Autodesk has always offered software discounts. There’s typically always a promotion running that your reseller can ell you all about.

Back in the day, discounts made sense. Software was sold as a perpetual license with a high upfront cost. It didn’t matter if you needed the software next week or 10 months from now. You always had that large, upfront cost. With this pricing model, it typically made sense to but before you needed to get a discount. This was particularly helpful during the end of Autodesk’s Quarter or their Fiscal Year End (Jan 31).

Subscription Changes Everything

Since Autodesk moved to a subscription pricing model, software discounts…”The Deal”…is in large part irrelevant now. With subscription software, there is no large upfront cost. You pay an annual fee. You can also prorate your purchase so it expires and renews with all your other Autodesk software.

To put in another way, in the old days, if you needed an additional license 6 months from now, you’d still pay the entire full price…leveraging the discount saved you money. With a subscription, if you don’t need your license for 6 months, you can buy it prorated so it’s 1/2 the cost. At 50% price to buy for the last half of a year, it makes no sense to but early to get only a 20% discount.
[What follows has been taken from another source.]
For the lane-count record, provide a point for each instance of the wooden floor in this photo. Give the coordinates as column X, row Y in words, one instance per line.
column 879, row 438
When Does a Discount Make Sense

To better understand when a discount makes sense, I’ve put together a spreadsheet listing full price and discount price of several different products. The below image shows the cost breakdown between various packages with and without as discount. Looking at a 1-Year subscription term…

We add the discount in cell A2. Here its 20%, which is what a recent Autodesk promotion offered.
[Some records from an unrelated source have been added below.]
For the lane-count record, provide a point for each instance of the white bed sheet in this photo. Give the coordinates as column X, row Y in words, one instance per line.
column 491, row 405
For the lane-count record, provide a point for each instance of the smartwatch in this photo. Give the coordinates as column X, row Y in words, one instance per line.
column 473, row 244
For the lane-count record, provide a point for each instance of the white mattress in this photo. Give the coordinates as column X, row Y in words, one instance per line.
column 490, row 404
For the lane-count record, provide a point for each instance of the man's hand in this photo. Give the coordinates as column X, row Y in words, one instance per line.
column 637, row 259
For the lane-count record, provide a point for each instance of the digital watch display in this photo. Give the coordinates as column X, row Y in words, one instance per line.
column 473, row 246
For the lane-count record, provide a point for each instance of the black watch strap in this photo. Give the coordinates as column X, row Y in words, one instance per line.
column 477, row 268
Looking at the last row (Row 17) this lists the maximum number of months you can sit in your license without using it before you loose money with the discount. In this example, if you don’t use your software for more than 3 months, you’ve lost money using the discount.
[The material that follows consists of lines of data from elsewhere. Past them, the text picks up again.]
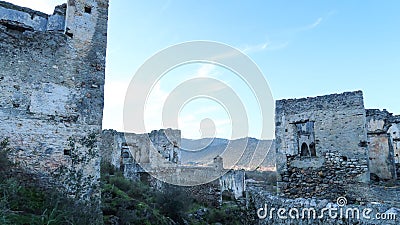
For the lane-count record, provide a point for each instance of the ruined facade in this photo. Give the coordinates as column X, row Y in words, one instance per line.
column 321, row 144
column 384, row 144
column 328, row 145
column 51, row 99
column 155, row 159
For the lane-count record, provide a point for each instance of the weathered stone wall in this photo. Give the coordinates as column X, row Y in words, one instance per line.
column 51, row 98
column 158, row 148
column 383, row 143
column 139, row 156
column 321, row 144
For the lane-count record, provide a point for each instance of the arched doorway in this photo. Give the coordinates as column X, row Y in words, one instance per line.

Row 18 shows the inverse. It shows the minimum number of months of usage you need to save money. Again, in this example, 9 months.

So, a 20% discount, your 12 month breakdown in 3/9. For a 3-Year term (not shown) the breakdown for 36 months is 8/28. If you don’t stat using your software within 8 months, you’re going to loose money on the discount.

If you want to do your own analysis, I’ve attached the spreadsheet below. It contains a tab for 1-Year and 3-Year Subscription terms. Simply enter the discount in Cell A2. You can also update with your own products that you may use however, it really doesn’t matter the product or cost, the saving/cost breakdown is the same.

Autodesk Concurrent Usage Restriction

A couple months ago I posted about a “business rule” Autodesk had which restricted a user from using more that 2 titles of their Collection on the same computer at the same time. The original post can be read here. This wasn’t a technical limitation rather a legal restriction. The “rule” essentially stated that you couldn’t run more than 2 products at the same time for the same user on the same computer. This would be like Microsoft saying you couldn’t use Email, Word and Excel all at the same time. I asked several trusted Autodesk resellers, my Autodesk insiders and other industry peers and it seems this restriction wasn’t very well known, In fact, not a single person I asked was aware of the “rule”

Back in January when I first raised the issue, I was in the middle of a contract renewal and it was Autodesk’s fiscal year end. As a result, there were several Autodesk regional reps raising the issue internally at Autodesk. I had hints back then (unofficially) that they were reassessing the policy and would likely remove the restriction. I’m now happy to report that as of March 29th, the policy restriction has been officially removed.

It was reported in the “Moving to Subscription” forum as a followup to my initial complaints and concerns. You can read the entire forum thread here.

If you look at Autodesk’s Collection Licensing support article here, you can see the restriction struck through and updated.

I’m a tough critic of Autodesk’s policies and their sales practices. But I have to admit, this was fairly quick action on their part considering their legal team was likely involved. They historically haven’t made concessions based on customer pressure very often and when they have, it sometimes comes very slow. In the use case I gave them, I discussed how an MEP firm running Fabrication CADmep would need 3 licenses, One license of CADmep, one for the AutoCAD session it was running on and Navis.

The feedback I received through resellers pushing their Autodesk partner managers for answers came back quickly in mid-January exactly how many users globally fell into that scenario. I was impressed how quickly they started analyzing the scope and impact to their company and users. Hats off to Autodesk for squashing this ridiculous rule. For the first time in over 25 years of dealing with Autodesk, their sales and legal teams came together and did the right thing.